The companies affiliated to INTERUNIT raise their very real concerns about the sharp decline in CT; this decline has been picking up speed over the last quarter of 2008 and the first quarter of 2009 and is being felt more keenly in unaccompanied (UIRR estimate: - 20 % in the first quarter of 2009) than in rolling road (UIRR estimate: - 13 %) systems.

They state their fear that the recession, which is mostly affecting sectors which generate a large amount of rail freight traffic, may stretch through until the first six months of 2010 or even further and that, without appropriate measures, it may by then have caused irreparable damage to the network of CT services.

The severest effect of the general fall in demand for transport is actually on CT which is suffering its impact in three stages:

  • reduction in the number of ITUs carried per train
  • operators forced - on economic grounds - to cancel services which have thus become uneconomic
  • subsequent loss of traffic in the “gateway" system (interchange between trains)

Without delay the affiliated companies took all the measures in their power in order to attempt to maintain an operational programme cut down as little as possible, but they believe that outside assistance will be required in order to avoid highly damaging consequences as a result of the recession and which, by preventing the key players in CT from reacting vigorously to a future economic upturn, would otherwise be felt long after the crisis will have been brought under control.
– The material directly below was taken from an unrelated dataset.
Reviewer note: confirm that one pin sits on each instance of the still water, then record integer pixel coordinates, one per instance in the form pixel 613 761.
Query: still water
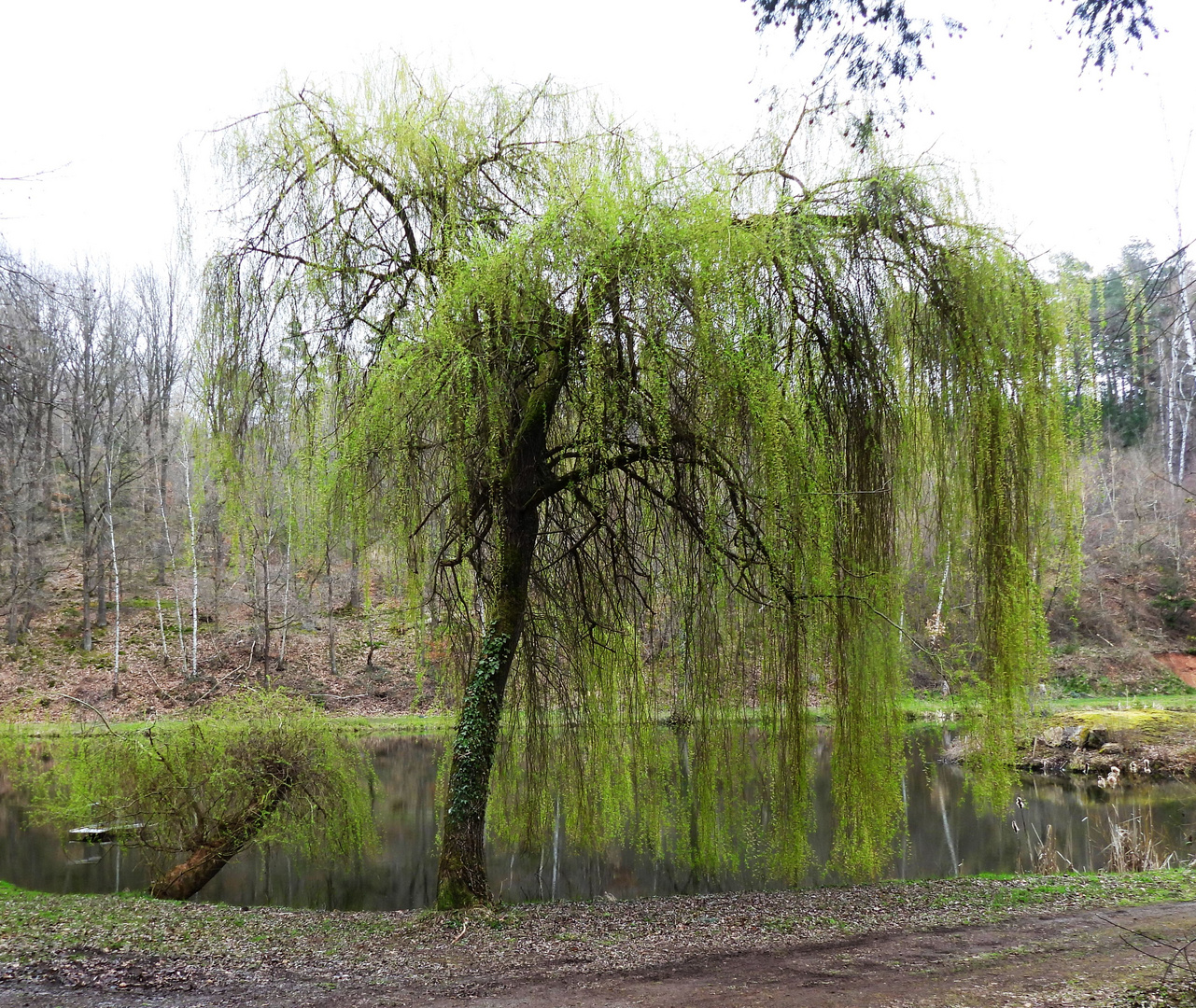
pixel 946 834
The affiliated companies would like to see two types of measures implemented in parallel:

  • with effect in the medium term: the improvement of rail infrastructures allowing both an increase in capacities (volume effect) and the removal of the prejudicial bottlenecks (quality effect). The necessary decisions need to be taken without delay and their actual implementation closely monitored.
  • with immediate effect: a lightening of the burden of cost involved in operating (full) CT trains by means of a sharp short-term (12/18 months) reduction in the charges levied for access to the infrastructure and energy costs, in such a way as to minimise the need to cancel any of these trains (it should be remembered that, in Norway, CT trains are eligible for free access to the rail infrastructure). The key players in CT also need to be able to retain – at no additional cost - the availability of the train paths which were assigned to them and which the reduction in traffic brought about by the economic recession is currently preventing them from using.

So they are calling on both the Community and national Authorities and on the infrastructure managers as well to help the key players in CT, which is also in their own interests.

Indeed, it is important to prepare the ground for the recovery and to put these key players into a position where they will be able to rise to it, because CT is a driving force for the transport policy aiming to bring about the development of a system which, as has been established, is economically and ecologically the most sustainable and the implementation and potential of which have been proven in great detail.